Proven databases before Kubernetes are trying to find ways to run on Kubernetes. The future of databases and Kubernetes requires that the word “on” be replaced by “in” and the change must occur on the database side. The latest in “Runs on Kubernetes” technology is using operators to translate the way databases want to work into what Kubernetes want them to do. Our bright future in “Runs in Kubernetes” means that databases use more of what Kubernetes has to offer while managing and coordinating resources for the basic operation of the database.
Ironically, this means that many databases can remove entire parts of their code base while handing this functionality to Kubernetes (reducing the surface area for potential bugs and security flaws).
Cassandra is ready for what’s next
The fact that Apache Cassandra 4.0 was recently released is a huge milestone for the project when it comes to stability and a mature database. The project is now looking forward to future Cassandra releases built on this solid foundation. In the first place, how can it support the larger ecosystem around it by becoming a solid foundation for other data infrastructure? Over the past decade, Cassandra has earned a solid reputation as a high-performance, flexible database. With the kinds of cloud-native applications we need to write, we’ll just need more of that – interoperability will only become more important to Cassandra.
To think of what Cassandra native will look like in the cloud, we must look at how applications are deployed in Kubernetes. The idea of posting one rusty monolith should be left in the same heap as my old Sun E450 database server now.
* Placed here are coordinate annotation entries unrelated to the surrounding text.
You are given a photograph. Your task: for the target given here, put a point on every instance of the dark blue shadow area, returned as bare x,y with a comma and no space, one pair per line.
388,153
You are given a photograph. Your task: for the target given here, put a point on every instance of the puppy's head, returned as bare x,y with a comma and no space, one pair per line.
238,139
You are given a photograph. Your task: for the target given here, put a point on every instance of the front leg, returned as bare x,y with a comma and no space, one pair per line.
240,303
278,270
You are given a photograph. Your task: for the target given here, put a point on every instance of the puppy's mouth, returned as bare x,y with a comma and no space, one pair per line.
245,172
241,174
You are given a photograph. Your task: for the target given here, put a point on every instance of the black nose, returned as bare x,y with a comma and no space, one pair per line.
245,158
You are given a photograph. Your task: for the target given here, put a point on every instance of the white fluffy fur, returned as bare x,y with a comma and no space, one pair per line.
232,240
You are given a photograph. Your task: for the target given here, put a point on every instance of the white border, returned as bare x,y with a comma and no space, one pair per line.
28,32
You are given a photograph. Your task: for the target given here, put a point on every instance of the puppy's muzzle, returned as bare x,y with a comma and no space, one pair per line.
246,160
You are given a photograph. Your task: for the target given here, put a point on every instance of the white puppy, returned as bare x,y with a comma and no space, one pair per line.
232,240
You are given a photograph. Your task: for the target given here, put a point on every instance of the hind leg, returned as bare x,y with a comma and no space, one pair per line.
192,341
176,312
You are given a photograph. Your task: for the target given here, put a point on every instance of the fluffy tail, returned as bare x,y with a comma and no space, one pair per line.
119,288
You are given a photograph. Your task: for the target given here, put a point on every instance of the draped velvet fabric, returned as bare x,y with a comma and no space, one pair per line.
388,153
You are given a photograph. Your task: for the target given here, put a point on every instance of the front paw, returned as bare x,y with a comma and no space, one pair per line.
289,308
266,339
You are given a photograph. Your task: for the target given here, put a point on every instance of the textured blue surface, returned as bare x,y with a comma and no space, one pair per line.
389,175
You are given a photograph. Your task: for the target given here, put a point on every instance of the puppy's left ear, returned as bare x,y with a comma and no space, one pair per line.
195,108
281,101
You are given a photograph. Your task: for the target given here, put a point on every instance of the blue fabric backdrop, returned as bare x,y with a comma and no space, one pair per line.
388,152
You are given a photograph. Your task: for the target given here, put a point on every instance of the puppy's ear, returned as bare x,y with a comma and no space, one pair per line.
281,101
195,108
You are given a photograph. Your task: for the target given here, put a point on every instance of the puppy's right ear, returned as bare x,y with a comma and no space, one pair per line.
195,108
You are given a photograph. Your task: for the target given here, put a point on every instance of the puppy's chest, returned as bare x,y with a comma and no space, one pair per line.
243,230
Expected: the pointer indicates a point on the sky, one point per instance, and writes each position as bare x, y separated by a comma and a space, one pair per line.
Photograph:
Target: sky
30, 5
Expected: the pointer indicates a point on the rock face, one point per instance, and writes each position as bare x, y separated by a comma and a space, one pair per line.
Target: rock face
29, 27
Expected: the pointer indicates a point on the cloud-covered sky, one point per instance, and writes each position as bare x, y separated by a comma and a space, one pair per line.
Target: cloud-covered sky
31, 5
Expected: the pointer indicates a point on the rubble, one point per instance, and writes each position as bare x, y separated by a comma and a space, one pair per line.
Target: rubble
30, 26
Cloud-native applications are modular, illustrative, and adhere to the principles of scale, resilience, and self-healing. They get their control and coordination from the Kubernetes group and share with other parts of the application. The need for capacity is directly related to the needs of the running application and everything is coordinated with the overall application. The virtual data center operates as a single unit but can overcome and work around basic hardware issues.
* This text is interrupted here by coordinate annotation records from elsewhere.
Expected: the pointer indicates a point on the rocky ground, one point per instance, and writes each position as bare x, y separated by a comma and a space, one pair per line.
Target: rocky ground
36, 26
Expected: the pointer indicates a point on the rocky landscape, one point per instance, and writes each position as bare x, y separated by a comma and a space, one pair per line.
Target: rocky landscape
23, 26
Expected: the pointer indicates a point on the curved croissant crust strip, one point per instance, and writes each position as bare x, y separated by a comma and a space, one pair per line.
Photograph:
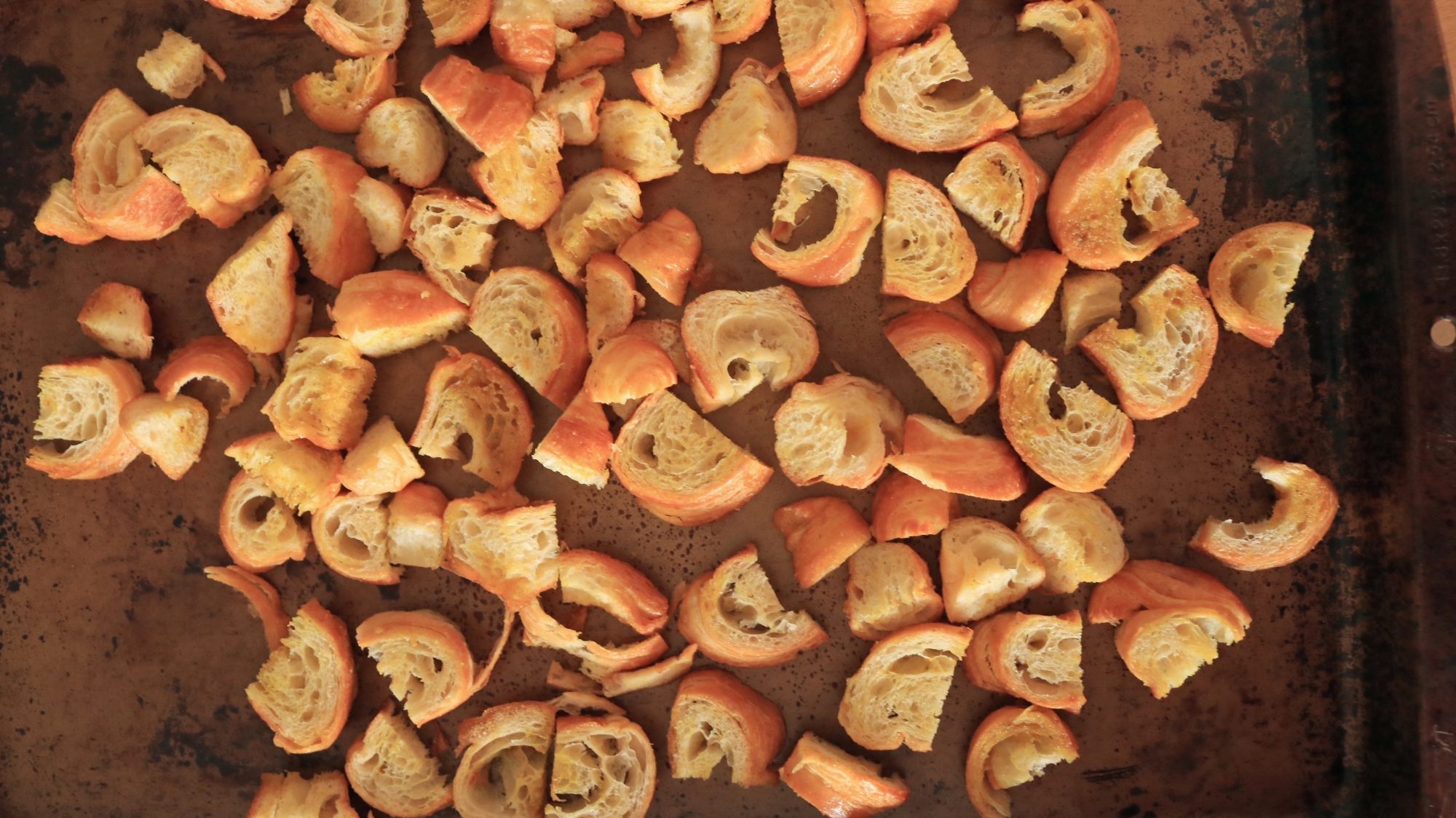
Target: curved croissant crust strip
1078, 452
601, 210
998, 186
841, 785
822, 533
1077, 536
324, 394
392, 771
822, 43
360, 28
593, 579
301, 474
487, 108
906, 507
839, 432
719, 718
258, 545
263, 600
681, 468
426, 659
1080, 94
503, 762
902, 108
736, 341
81, 402
986, 567
835, 258
306, 688
602, 768
898, 694
1304, 512
1033, 657
317, 187
1013, 747
1103, 172
215, 162
1251, 276
735, 618
1160, 368
116, 190
692, 74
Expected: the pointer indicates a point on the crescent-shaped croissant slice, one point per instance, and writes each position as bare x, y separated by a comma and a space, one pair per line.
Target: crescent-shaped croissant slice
1033, 657
898, 694
735, 618
719, 718
822, 533
471, 395
81, 402
1078, 452
1302, 516
263, 600
1013, 747
841, 785
306, 688
985, 567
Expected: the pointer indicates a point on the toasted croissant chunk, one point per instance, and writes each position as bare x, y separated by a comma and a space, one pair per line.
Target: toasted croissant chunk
901, 104
1251, 276
301, 474
858, 207
1078, 452
452, 235
753, 124
360, 28
119, 318
719, 718
822, 533
306, 688
841, 785
170, 432
906, 507
1033, 657
512, 552
538, 328
681, 468
1103, 172
253, 296
1080, 94
1013, 747
523, 180
404, 136
1088, 302
392, 771
471, 395
822, 43
692, 74
59, 218
503, 762
985, 567
317, 188
81, 402
602, 768
116, 190
736, 341
735, 618
487, 108
1304, 512
1160, 368
341, 101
The ecosystem as a first-class
Cassandra’s future in Kubernetes is not about what she does alone. It is about the new possibilities that it presents to the system as a whole. Projects like Stargate create a portal for developers to build API-based applications without interacting with the underlying data store. Data as a Service is deployed by you, in your virtual data center using Kubernetes. Cassandra herself might use enabling projects like OpenEBS to manage database class storage or Prometheus to store metrics.
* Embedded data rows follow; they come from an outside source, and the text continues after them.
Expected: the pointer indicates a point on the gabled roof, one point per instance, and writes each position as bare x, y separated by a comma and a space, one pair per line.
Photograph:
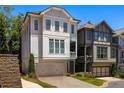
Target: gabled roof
52, 8
104, 22
119, 32
87, 25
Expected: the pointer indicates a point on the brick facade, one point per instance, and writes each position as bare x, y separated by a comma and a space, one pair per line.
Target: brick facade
9, 71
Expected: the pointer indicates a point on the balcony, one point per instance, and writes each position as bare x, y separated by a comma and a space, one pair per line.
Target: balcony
72, 55
88, 59
121, 61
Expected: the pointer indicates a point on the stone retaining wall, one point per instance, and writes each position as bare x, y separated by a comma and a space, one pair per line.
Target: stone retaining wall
9, 71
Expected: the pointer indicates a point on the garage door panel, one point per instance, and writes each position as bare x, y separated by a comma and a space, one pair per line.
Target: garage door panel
49, 69
101, 71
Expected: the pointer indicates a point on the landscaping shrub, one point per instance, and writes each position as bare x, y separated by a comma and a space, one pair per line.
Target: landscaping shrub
121, 75
79, 75
113, 70
68, 74
31, 71
89, 75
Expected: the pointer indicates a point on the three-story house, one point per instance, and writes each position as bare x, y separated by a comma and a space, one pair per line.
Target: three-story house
95, 50
51, 35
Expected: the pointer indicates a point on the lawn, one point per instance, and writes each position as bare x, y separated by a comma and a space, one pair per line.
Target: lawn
94, 81
35, 80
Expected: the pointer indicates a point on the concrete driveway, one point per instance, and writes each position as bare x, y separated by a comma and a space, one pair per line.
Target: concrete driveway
65, 82
113, 82
28, 84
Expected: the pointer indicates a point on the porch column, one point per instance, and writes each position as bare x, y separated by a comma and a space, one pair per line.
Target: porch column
85, 64
74, 66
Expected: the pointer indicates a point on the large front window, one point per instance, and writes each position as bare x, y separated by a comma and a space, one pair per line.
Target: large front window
35, 24
106, 37
62, 46
56, 25
101, 52
96, 35
89, 35
72, 28
51, 46
113, 52
65, 27
57, 45
48, 24
72, 46
101, 36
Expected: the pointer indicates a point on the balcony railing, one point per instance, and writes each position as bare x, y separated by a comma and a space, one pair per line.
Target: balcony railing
72, 55
121, 61
88, 58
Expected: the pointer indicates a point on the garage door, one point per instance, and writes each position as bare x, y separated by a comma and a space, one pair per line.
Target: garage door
101, 71
51, 69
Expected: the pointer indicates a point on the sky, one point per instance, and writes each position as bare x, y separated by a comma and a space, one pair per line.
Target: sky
113, 15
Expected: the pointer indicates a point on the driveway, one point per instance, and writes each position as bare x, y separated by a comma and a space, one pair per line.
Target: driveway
65, 82
113, 82
28, 84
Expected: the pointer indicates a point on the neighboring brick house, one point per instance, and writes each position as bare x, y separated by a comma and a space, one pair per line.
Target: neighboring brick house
96, 51
51, 35
118, 38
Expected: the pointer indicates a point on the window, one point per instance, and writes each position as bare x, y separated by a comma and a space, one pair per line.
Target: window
57, 46
113, 52
101, 36
72, 46
89, 35
65, 27
56, 25
102, 52
35, 24
96, 35
48, 24
51, 46
72, 28
62, 46
106, 38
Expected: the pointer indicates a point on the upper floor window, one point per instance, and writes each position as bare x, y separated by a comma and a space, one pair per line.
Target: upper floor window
106, 37
51, 46
56, 25
113, 52
101, 52
48, 24
72, 46
101, 36
65, 27
89, 35
72, 28
35, 24
57, 46
62, 46
96, 35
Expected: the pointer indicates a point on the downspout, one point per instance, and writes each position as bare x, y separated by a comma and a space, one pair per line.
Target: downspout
85, 64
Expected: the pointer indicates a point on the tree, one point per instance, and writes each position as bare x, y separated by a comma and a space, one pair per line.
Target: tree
31, 70
14, 42
5, 27
113, 70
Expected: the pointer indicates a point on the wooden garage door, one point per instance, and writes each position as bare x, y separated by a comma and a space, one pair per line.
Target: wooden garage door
101, 71
51, 69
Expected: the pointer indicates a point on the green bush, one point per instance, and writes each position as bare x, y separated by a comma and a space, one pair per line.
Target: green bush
68, 74
89, 75
79, 75
31, 71
113, 70
121, 75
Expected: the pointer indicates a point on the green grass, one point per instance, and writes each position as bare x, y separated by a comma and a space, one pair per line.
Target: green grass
35, 80
94, 81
You may even find yourself using Cassandra without being part of your app. Projects like Temporal use Cassandra as a primary storehouse for its continuity. When you have a data service that is easily deployed and scaling across multiple regions, this is an obvious choice.
From the spark of innovation that started with Amazon’s Dynamo paper to the latest version of 4.0, Cassandra was destined to be the original cloud database we all need. The next 10 years of data on Kubernetes will see more innovation as we take the ivory short of the database server and make it an equal player as a data service in the application stack.
Cassandra is built for this future and is ready to go with the most stable database release ever made in 4.0. If you are interested in joining the data for the Kubernetes revolution, you can find an amazing community of like-minded individuals in the Data on Kubernetes community. If you would like to help make Cassandra the default Kubernetes data store, you can join us on the Cassandra project or more specifically on the Cassandra on Kubernetes project, K8ssandra.
If you’re new to Cassandra, the Astra DB is a great (free) place to learn with no infrastructure setup issues.